Conflict of interest
Pursuant to §85 of the German Securities Trading Act (WpHG), we point out that Apaton Finance GmbH as well as partners, authors or employees of Apaton Finance GmbH (hereinafter referred to as "Relevant Persons") may hold shares or other financial instruments of the aforementioned companies in the future or may bet on rising or falling prices and thus a conflict of interest may arise in the future. The Relevant Persons reserve the right to buy or sell shares or other financial instruments of the Company at any time (hereinafter each a "Transaction"). Transactions may, under certain circumstances, influence the respective price of the shares or other financial instruments of the Company.
In addition, Apaton Finance GmbH is active in the context of the preparation and publication of the reporting in paid contractual relationships.
For this reason, there is a concrete conflict of interest.
The above information on existing conflicts of interest applies to all types and forms of publication used by Apaton Finance GmbH for publications on companies.
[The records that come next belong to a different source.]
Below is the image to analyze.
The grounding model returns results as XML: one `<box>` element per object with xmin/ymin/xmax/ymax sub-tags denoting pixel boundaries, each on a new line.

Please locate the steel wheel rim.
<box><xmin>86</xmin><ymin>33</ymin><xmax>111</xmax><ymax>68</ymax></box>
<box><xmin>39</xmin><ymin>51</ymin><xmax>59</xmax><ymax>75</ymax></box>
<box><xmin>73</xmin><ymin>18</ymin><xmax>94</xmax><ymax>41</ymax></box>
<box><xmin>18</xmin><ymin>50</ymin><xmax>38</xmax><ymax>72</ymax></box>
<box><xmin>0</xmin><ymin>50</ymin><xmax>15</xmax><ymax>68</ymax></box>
Apaton Finance GmbH offers editors, agencies and companies the opportunity to publish commentaries, interviews, summaries, news and the like on news.financial. These contents are exclusively for the information of the readers and do not represent any call to action or recommendations, neither explicitly nor implicitly they are to be understood as an assurance of possible price developments. The contents do not replace individual expert investment advice and do not constitute an offer to sell the discussed share(s) or other financial instruments, nor an invitation to buy or sell such.
The content is expressly not a financial analysis, but a journalistic or advertising text. Readers or users who make investment decisions or carry out transactions on the basis of the information provided here do so entirely at their own risk. No contractual relationship is established between Apaton Finance GmbH and its readers or the users of its offers, as our information only refers to the company and not to the investment decision of the reader or user.